Auditors have urged France to cut spending on health insurance payments after projecting the social security system deficit will balloon by more than 20 times its size this year.

 

The Cour des Comptes, France’s national audit office, found Covid-19 will lead to the combined deficit of the general social security system and the old-age solidarity fund being on course to reach €44.4bn in 2020.

This follows a deficit of €1.9bn in 2019, and is considerably larger than the €28bn recorded in 2010 in the aftermath of the global financial crisis.

Lockdown measures caused revenues to fall by €27.3bn, and the pandemic also led to additional expenditure, mainly on health insurance, increasing by €11.5bn.

The social security budget is separate from the state budget, and is financed largely by workers and employers with contributions based on wages.

It takes on debt separately from the government, and a social debt reduction fund has existed since 1996.

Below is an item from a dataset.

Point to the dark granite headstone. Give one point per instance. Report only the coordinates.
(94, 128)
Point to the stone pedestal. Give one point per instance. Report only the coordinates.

The government plans to transfer €136bn to the fund by 2024, but the Cour des Comptes has projected the cumulative social security system deficit will exceed that figure by at least €50bn.

The French social security system is divided into four branches: health, pensions, family and workplace accidents.

The watchdog has urged the government to cut spending in the branch of the system with the highest deficit – health – claiming the other branches have made good progress in the past decade.

“Faced with the increase in expenditure, an increase in revenue earmarked for the financing of social security seems unlikely,” the auditors said in a report.

“It does not appear desirable either, given the deteriorated fiscal trajectory of public finances, to allocate state revenues to social security. Avoiding the increase in social debt therefore supposes acting on spending.”

The report called for action to make the health system “more efficient”, and claimed officials have been too focused on making various cuts to specific budgets, rather than improving the “underlying foundations of health spending”.

The auditors stopped short of providing specific solutions, but said spending “overlaps” between national and regional health authorities should be eliminated, and spending on medical equipment (a wide-ranging category that includes beds, medical machines, medicine and bandages) should not increase by more than 4% each year.